COMPASS is a non-inferiority trial that randomized 270 acute ischemic stroke patients with anterior circulation large vessel occlusions to aspiration- or stent retriever-first thrombectomy. Eligibility criteria included an ASPECTS score 6 and higher.

Participating sites were 15 centers in North America that were highly experienced in both techniques, the researchers said.

Safety was similar between groups as intracranial hemorrhage (36% for aspiration vs 34% for stent retriever, OR 1.08, 95% CI 0.65-1.78) and all-cause mortality rates (22% for both groups, OR 1.02, 95% CI 0.57-1.81) were statistically indistinguishable.

Turk and colleagues acknowledged that their cost analysis could not be performed with site-specific data and that they did not account for entire procedure costs.

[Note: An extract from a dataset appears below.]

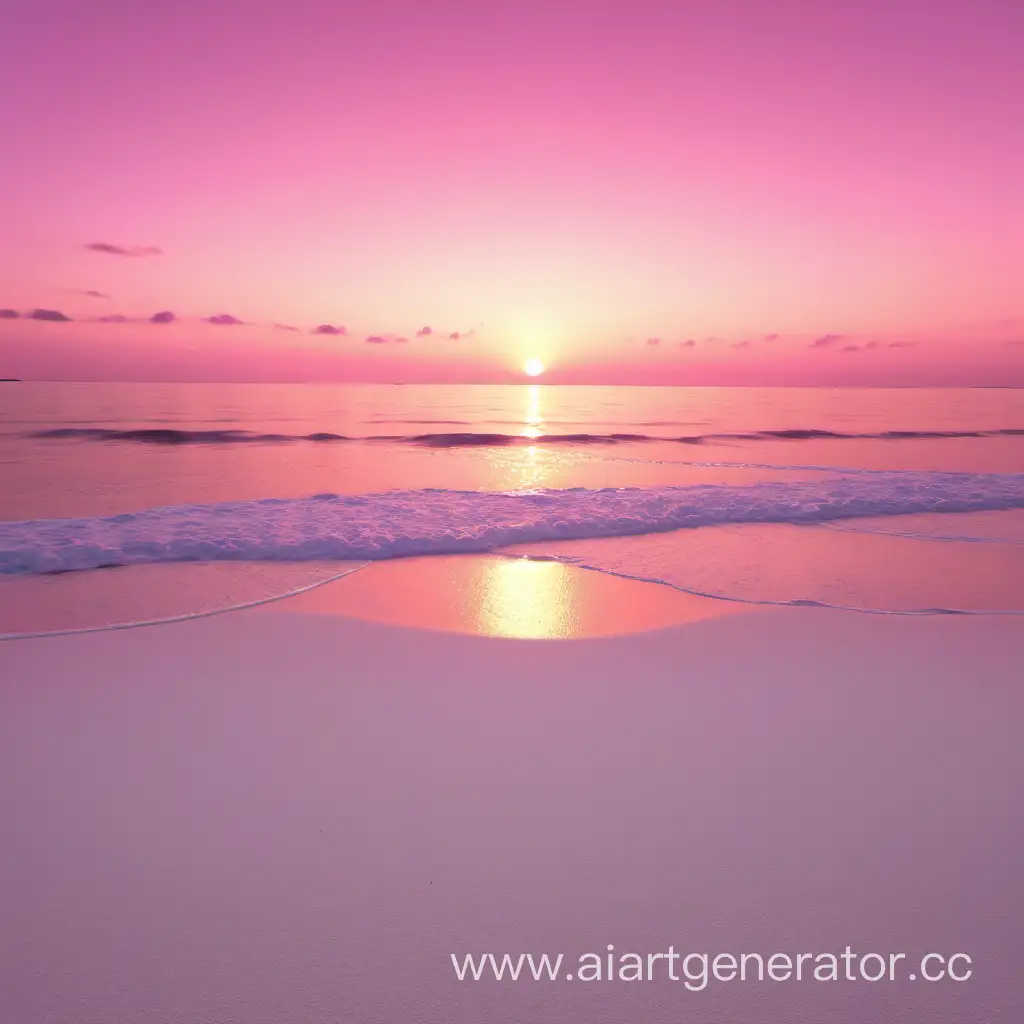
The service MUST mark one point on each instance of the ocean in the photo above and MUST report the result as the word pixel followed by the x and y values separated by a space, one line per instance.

Menon and Goyal suggested that hybrid approaches that use both stent retrievers and aspiration have the potential to achieve better-quality reperfusion — and it is that high-quality reperfusion (achieved safely) that is likely to lead to clinical benefit.

“Continuing innovations will probably make current techniques obsolete,” they said. “Therefore, when using non-inferiority of clinical outcome as a design strategy in future trials, comparison of newer techniques or devices with older, well established ones should also assess whether the new intervention results in similar, if not better-quality, faster, and safer reperfusion.”

The trial was funded by Penumbra.

Turk reported financial relationships with Penumbra, Pulsar Vascular, Codman, Microvention, Medtronic, Blockade, and Siemens.

Goyal reported financial relationships with Medtronic, Stryker, Microvention, Cerenovus, Mentice, and GE Healthcare.

Menon reported having no competing interests.